Lisa - great thoughts and expressed quite well - keep looking for answers. I encourage you to keep at this internal work - you are on to something. I am not surprised at the dream... you are very near to deep revelation - keep at it! AND be willing to take some chances and ACT as the Spirit prompts you. Take some authority in the dream with the rattling woman... she needs to stand down - you want the revelation... I am praying for you to find your voice in this community God has placed you in. It really is time that some of you step into the greater authority that God has given you - you hear Him well and have done lots of internal work - say what you hear... it is hard but it really is time. Peace and unspeakable joy be yours in these special days for you. Many warm regards and prayers,
Corey

Lisa said...

Corey,
you can't know how badly I needed to come home and read your encouraging words tonight. I talked with Kari after the service tonight, just for a few minutes, sharing some of the things I wrote here, some of the fears and the pains of the week. And as I talked I cried, because the emotions were just too many, too overwhelming, too exhausting, and they wouldn't be contained any more. And my house has been full of illness the last few days, dark and quiet, and I am exhausted because of the dreams, because I haven't slept for a week and the emotions have drained me.
It's time to say what I hear, and I don't know how to begin. And I'm afraid and exhausted and discombobulated.
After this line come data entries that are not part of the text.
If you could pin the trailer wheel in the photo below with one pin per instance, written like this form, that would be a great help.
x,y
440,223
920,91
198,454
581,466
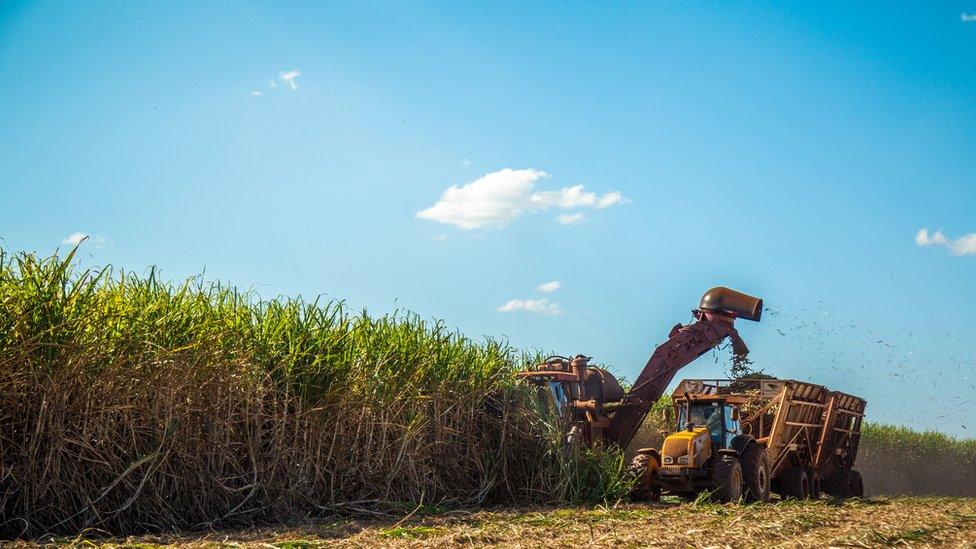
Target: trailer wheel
x,y
755,472
794,484
726,479
643,471
838,484
857,485
813,479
And I really needed to come home tonight and read your encouraging words... I needed them... so thanks for the words and the prayers, and if I have a level of consciousness in my dreams, I will speak to the "rattling woman" - funny that you used the word rattling, because it is so very accurate - the very word I would have used had it occurred to me.

So again, thanks. You gave me a reason to smile on a night when I was world weary and discouraged.

Prayers right back at you and your family.

Faye said...

Hello Lisa. This is Faye. First off, I owe you apologies for missing your birthday party- my family stayed in the mountains longer than I expected, and also because I later forgot to call and wish you a happy birthday. Happy Birthday!
Has anyone ever told you that you have an incredible gift of sight? You see reality in all it's detailed shades of grey (complete with shadows and streams of light)and actually understand what you're looking at. God will show you what to do with the truth you uncover. The best spiritual advice I got while running through the "Holy Land" last month was from a man called Father Abuna, who works as a principal at a refugee camp school for troubled/disadvantaged boys. When asked what he thought the church's response to the Intifadah should be, he replied, "It is not the responsibility of the church to come up with a perfect solution. Like Andrew at the feeding of the 5ooo, we are simply required to be quiet, to see what we have to work with, and to offer whatever that is to Jesus to work with." You remind me of Andrew, Lisa. Not the most immediately noticeable of the Apostles, but not because you're unimportant or because you have nothing important to say. Your quiet allows you to see and hear things that other people miss, often at very important moments in time. Anyways, good night and God bless:)

Lisa said...

Faye, don't worry about missing the birthday party. And thanks for the compliment. I guess that I don't really think of it in terms of seeing things well, and most days the things I see and think feel a bit more like a curse than a blessing, so it's always good to have the reminders that it it is a blessing. So, thanks!

Nolan said...

So this must be what, the official longest duration between posts ever for you huh?

Thanks for the book loan. It made me smile and cry again.